Today, Cornileus is vice president of development, inclusion, and wellness at ESPN, where she serves as an integral member of the HR senior leadership team. Since joining the sports media giant in 2009, she has led the team that supports the talent development, talent management, and culture needs of some 7,000 employees around the world who fulfill traditional staff functions (for example, accounting) and serve as marketing representatives, content creators, journalists, and on-air talent.

Taking a partnership approach

Cornileus was hired to oversee three functional areas: learning and leadership development; talent management matters such as succession planning and performance management; and organization development, which encompasses change management and culture.

To develop programs and support for those areas, she and her team work in constant communication with the company’s various lines of business. She explains that they take an integrated and collaborative approach to identifying talent at different levels, pinpointing necessary skills, and building experiences that will develop all employees’ skills and leadership.

For instance, the Workforce and Workplace of the Future initiative is led by a cross-functional HR team, for which Cornileus serves as the executive sponsor. The group has strategic conversations with senior leaders to examine how the business is changing and to identify critical or pivotal roles.

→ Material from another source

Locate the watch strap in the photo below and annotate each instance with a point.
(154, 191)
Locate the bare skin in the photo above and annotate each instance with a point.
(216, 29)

She says the group works together with business leaders to find answers to such questions as: How is the business evolving? What are the roles that we will need now and into the future? Whether they exist today or not, what capabilities are needed in the future?

Her team uses information gleaned from those conversations to uncover what types of workforce programs and workplace environments will help ESPN attract the talent it needs to excel. Then the team concentrates on creating and championing experiences that will upskill workers and nurture their careers. That includes providing formal training, coaching, and mentoring, as well as identifying project-based opportunities that people can participate in as a way to develop their leadership skills and gain broader exposure across the company.

“It's not just about creating programs. It’s about thoughtfully crafting an experience that develops the employee and benefits the business,” she says.

Sometimes that means partnering with other organizations, such as Cornell University for e-certificate programs on topics like digital leadership. What’s more, belonging to the broader Walt Disney Company enables ESPN to access an expansive range of talent offerings. Not only are learning programs from across Disney open to ESPN employees, Cornileus says her peers in similar roles throughout Disney “work together to create, advise, and inform on various talent development strategies.”

A key benefit to this approach, she asserts, is that it gives ESPN employees exposure to the entire breadth of learning and career development opportunities within the Disney enterprise. “We believe that we are not only developing employees and leaders for ESPN; we’re developing Walt Disney Company leaders. Employees can have an entire career at Disney because we have such diverse businesses and people can move around,” she says.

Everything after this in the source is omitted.